Sombría sed de limpidez. Lezama y Amelia circa 1940

Al final del número doble de Espuela de Plata correspondiente a abril, mayo, junio y julio de 1940, apareció, por primera vez, una página con cuatro sobrios anuncios publicitarios: uno de la Sociedad Coral de La Habana, a cargo de los Quevedo; otro de la librería del español Tomás Rodríguez Prieto en el cruce de las calles Obispo y Compostela, donde Lezama tenía su tertulia informal; una curiosa promoción de “La Rosareña, de Ruiz y Hno”, con “exquisitos dulces en conserva, elaborados con las mejores frutas del país” y, por último, el reclamo de la notaría de Humberto Mederos y Echemendía (San Pedro 16), en la que Lezama había encontrado un modesto trabajo de abogado.

Mederos, un importante jurista habanero con veleidades culturales, estaba casado con una de las hermanas de la pintora Amelia Peláez, Elena, y esta confluencia facilitó la entrada de Lezama en Villa Carmela, una casona neoclásica de La Víbora donde la pintora vivía con su madre y sus hermanas solteras, y en la que había instalado su estudio. 

Aunque Lezama ya conocía a Amelia por su participación en el Estudio Libre de Pintura y Escultura, la organización de una muestra de la pintora en la Universidad, en febrero de 1940, y sus colaboraciones con Espuela… acabarán de sentar las bases de aquella amistad.

Después de pasar por la academia de San Alejandro, Peláez había viajado a Filadelfia y Nueva York, para acabar instalándose en París. Entre 1927 y 1933 estudió junto con su amiga Lydia Cabrera en la École Nationale Supérieure de Beaux Arts y la École du Louvre y tomó cursos libres de dibujo en la Grande Chaumière.

También asistió junto con Lydia, por entonces interesada en la pintura, a la Académie Contemporaine que dirigía Ferdinand Léger, donde conocerán a alguien que las marcará definitivamente: la pintora rusa exiliada Alexandra Exter. 

El cubofuturismo y el elegante contructivismo de “madame Exter” serán las más visibles influencias pictóricas de la vanguardia en la obra de Amelia. En 1933, una primera exposición en la galería Zak parecía el comienzo de su gran carrera parisina. Al año siguiente, sin embargo, desoyendo los consejos de su amiga Lydia y de su profesora Exter, la pintora regresa a La Habana y se enclaustra en la villa familiar.

El crítico Giulio V. Blanc detecta cierto patetismo en “la idea de una vieja mujer de treinta y ocho años que tras vivir en París una vida independiente en la época del jazz, regresa a su existencia virginal, a la habitación de su infancia”.[1]

No es el único en preguntarse sobre este curioso giro en la vida de la pintora, cuyo abandono de una prestigiosa carrera en Europa significó también la renuncia a una vida de “adulta”, con esposo, hijos y hogar propio. 

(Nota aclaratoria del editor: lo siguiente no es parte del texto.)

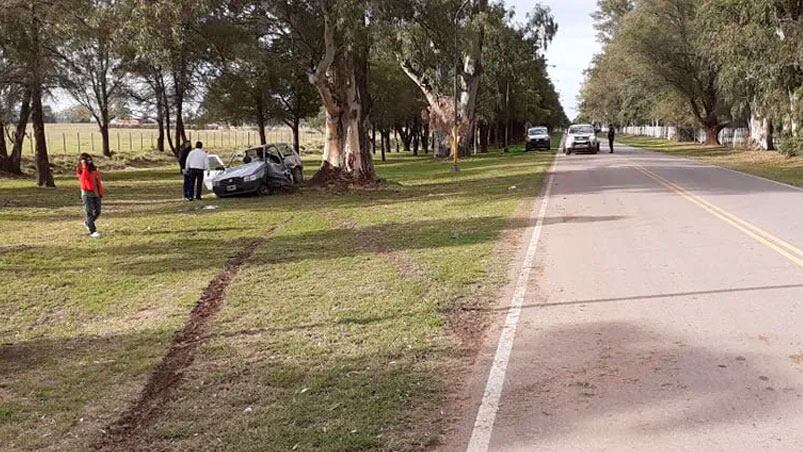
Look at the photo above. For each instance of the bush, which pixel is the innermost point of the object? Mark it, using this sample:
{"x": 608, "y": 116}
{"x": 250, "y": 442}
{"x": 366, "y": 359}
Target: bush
{"x": 790, "y": 146}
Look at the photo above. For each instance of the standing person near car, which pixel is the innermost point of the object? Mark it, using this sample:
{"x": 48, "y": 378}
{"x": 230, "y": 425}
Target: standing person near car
{"x": 91, "y": 191}
{"x": 183, "y": 153}
{"x": 197, "y": 163}
{"x": 611, "y": 136}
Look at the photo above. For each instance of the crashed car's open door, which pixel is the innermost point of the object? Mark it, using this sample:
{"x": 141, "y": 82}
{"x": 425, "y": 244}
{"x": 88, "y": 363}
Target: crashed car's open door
{"x": 277, "y": 172}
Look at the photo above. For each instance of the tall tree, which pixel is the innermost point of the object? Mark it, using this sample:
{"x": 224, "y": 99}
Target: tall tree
{"x": 336, "y": 37}
{"x": 759, "y": 46}
{"x": 663, "y": 36}
{"x": 90, "y": 68}
{"x": 28, "y": 35}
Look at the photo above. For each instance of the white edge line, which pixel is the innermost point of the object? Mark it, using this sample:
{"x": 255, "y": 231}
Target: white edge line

“Nunca sabremos lo que impulsó a Amelia a escoger esa ruta —dice Blanc—. ¿Fue alguna desilusión amorosa, su desapego fundamental por las cosas del mundo, o la simple realidad de una mujer sin compromisos que no podía mantenerse en París o en La Habana en la época de la Depresión?”. 

Todos estos motivos parecen haber influido, pero lo cierto es que tras su regreso a Cuba, Amelia se convirtió en una especie de emblema de castidad y conservadurismo, mientras que su pintura asimilaba de manera original el cubismo y otras innovaciones modernistas para construir un singular estilo sobre dos motivos esenciales: naturalezas muertas y pinturas de mujeres solas o en pareja. 

Amelia era la sobrina del escritor decimonónico Julián del Casal, y ese vínculo familiar de la pintora y su madre también interesó a Lezama, que por entonces buscaba datos, papeles y recuerdos sobre el poeta modernista, empeñado en cambiar la visión espectral y escapista que hasta entonces rodeaba aquella figura esencial de la literatura cubana. 

“Doña Carmela era reticente para abrir los archivos donde guardaba celosamente los recuerdos de su hermano Julián, pero Amelia la convenció” —recuerda Eloísa.[2]

Así Lezama pudo ver el poema casaliano La muerte de Petronio, caligrafiado e iluminado a mano por la pintora, tocar la máscara japonesa que Casal había tenido en su cuarto y que Amelia empleaba para asustar a sus sobrinos, o acceder a documentos y cartas inéditas del poeta que su hermana guardaba celosamente en una caja de madera.[3]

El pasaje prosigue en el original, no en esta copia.